I did this, but with dd -- it completed. Was very anti-climatic. I was hoping it would crash or at least disconnect me, but the kernel, sshd and bash were still in memory and happily returned me to a prompt where I couldn't really do anything.
On Linux, it'd likely go until completion. You can't write to executables and libraries that are currently running (ETXTBUSY), so shred can't trash either itself or find.
The exception is shared libraries on Linux. Shared libraries are mmapped into the address space of the executable that uses them. Back in the day, mmap used to support a `MAP_DENYWRITE` flag, which it no longer does - so you _can_ write to a shared library that is currently in use.
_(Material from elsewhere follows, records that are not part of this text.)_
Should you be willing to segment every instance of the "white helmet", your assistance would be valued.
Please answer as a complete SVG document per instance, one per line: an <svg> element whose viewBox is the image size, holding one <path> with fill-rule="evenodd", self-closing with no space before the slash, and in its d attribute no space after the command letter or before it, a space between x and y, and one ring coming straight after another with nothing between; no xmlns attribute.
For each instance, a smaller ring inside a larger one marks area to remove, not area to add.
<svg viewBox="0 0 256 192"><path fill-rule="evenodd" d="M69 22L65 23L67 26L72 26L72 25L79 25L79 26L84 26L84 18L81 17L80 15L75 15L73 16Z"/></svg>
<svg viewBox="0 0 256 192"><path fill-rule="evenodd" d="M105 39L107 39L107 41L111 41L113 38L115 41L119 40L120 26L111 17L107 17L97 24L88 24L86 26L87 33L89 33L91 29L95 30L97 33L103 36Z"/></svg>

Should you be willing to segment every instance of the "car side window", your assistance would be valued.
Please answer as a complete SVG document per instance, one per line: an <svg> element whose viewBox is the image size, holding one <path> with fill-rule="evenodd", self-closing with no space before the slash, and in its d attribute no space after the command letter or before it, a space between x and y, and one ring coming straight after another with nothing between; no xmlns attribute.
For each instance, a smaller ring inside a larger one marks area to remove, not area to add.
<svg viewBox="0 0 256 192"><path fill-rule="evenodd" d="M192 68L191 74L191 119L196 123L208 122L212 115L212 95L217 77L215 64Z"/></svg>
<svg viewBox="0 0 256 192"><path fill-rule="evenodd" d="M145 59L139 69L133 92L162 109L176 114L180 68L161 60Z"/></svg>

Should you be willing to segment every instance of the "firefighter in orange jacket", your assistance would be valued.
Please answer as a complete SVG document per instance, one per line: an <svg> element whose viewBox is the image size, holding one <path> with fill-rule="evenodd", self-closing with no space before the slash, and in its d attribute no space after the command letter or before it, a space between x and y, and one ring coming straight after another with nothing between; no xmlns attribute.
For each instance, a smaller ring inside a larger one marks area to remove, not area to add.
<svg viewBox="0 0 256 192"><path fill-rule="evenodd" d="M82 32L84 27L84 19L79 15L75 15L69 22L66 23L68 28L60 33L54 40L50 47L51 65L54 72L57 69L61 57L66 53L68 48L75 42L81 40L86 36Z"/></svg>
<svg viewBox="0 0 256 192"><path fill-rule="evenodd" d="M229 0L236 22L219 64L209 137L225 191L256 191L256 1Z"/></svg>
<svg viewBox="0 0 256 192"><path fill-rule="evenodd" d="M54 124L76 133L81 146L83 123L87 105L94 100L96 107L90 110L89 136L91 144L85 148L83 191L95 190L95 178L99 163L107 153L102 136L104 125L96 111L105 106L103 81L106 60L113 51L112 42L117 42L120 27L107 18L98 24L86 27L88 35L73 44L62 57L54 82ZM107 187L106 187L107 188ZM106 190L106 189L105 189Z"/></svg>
I found this out the hard way when a shared library that I'd written (which maintained some state in its constructor) started crashing mysteriously anytime it was used by more than one process. It took two weeks of debugging to figure out why this was happening. [1] has more details about `ETXTBUSY`, `MAP_DENYWRITE` and shared libraries.
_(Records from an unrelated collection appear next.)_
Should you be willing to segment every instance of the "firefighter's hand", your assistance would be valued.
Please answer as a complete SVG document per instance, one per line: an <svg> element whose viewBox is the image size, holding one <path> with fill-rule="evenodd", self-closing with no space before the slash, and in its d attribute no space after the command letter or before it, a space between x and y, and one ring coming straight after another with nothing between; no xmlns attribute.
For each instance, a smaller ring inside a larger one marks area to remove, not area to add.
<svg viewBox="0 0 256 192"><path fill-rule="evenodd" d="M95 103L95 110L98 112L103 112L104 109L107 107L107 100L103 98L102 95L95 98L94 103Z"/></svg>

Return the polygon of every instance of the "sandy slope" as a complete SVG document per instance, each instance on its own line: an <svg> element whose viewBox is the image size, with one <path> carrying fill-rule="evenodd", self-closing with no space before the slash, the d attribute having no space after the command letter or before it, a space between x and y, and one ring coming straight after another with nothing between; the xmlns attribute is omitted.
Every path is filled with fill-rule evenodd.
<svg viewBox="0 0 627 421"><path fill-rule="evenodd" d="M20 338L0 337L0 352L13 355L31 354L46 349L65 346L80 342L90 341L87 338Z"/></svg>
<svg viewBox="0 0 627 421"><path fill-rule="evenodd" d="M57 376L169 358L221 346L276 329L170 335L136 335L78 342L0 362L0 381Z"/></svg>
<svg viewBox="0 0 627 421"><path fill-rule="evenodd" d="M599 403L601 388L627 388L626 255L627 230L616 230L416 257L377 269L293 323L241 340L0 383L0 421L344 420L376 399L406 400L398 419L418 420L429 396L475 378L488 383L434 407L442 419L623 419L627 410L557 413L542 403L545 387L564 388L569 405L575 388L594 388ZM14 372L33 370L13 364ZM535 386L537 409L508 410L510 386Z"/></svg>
rm doesn't actually modify the file. It does an unlink which removes the link from the filename to the file.
Essentially, a file can have 0 or more names linked to it. As long as a file has at least one name or at least one process with it open, it will persevere.
By contrast, shred actually writes to the underlying file.
True, but I wonder if it would first get stuck on trying to shred e.g. /dev/stderr or if after shredding the files in /etc some daemon woke up and tried to read a file there and choked.
I do like that /bin/true can actually fail and return false, which technically makes a "Not /bin/false" invocation more resilient: https://github.com/coreutils/coreutils/blob/master/src/true.... (and yes, I know it's the most unlikely thing, I just found it funny)
The other interesting thing about the true command is how much more complicated it got then it needed to be.
first an exercise
touch mytrue
chmod u+x mytrue
./mytrue
echo "error code for mytrue is $?"
This is literally how true started life. yes it is very zen.
The first offense was legal. All code had to have a copyright disclaimer.
even an empty file? Yes. so now it was a file with a copyright disclaimer and nothing else. And the koan-like question comes to mind is "Can you copyright nothing?" well AT&T sure tried.
Then somebody said our programs should be well defined and not depend on a fluke of unix, which at this point was probably a good idea. So true finally had code. It was "exit 0"
Then somebody said we should write our system utilities in C instead of shell so it runs faster. openbsd still has a good example of how this would look.
At some point gnu bureaucracy got involved and said all programs must support the '-h' flag. so that got added, then they said all programs must support locale so that got added. now days gnu true is an astonishing 80 lines long.
The cleverness inside coreutils is mostly around choosing effective ways to interface with the kernel, e.g. using copy_file_range() instead of read()/write() to avoid having to copy the data into userspace.
It's more a software engineering endeavour instead of computer science.
Honest question: why? I'm not really interested in portable scripts, usually I just want to get a job done as fast as possible and move on (for serious automation I prefer Python, shell is for more interactive use for me). Is there any upside to sticking to busybox commands in this case?
That guy is starting from very far away, HN not the place as it is not enough to fill in that amount of blanks.
And from the first thing you learn in real life, is humility, but sometimes, some people makes you feel you know everything, like here... but I very well know I am average/normal, which worsen even more his/her case. Yeah, a bit like John Snow.
This is an horrible feeling.
Not to mention, this post is border-line passive-aggressive... so...
"They are not designed for long life or to scale beyond their role."
Would love to see some examples from the author of programs he believes are "designed for long life" that have been around 30 years.
Or even ones he thinks will be around for 30 years.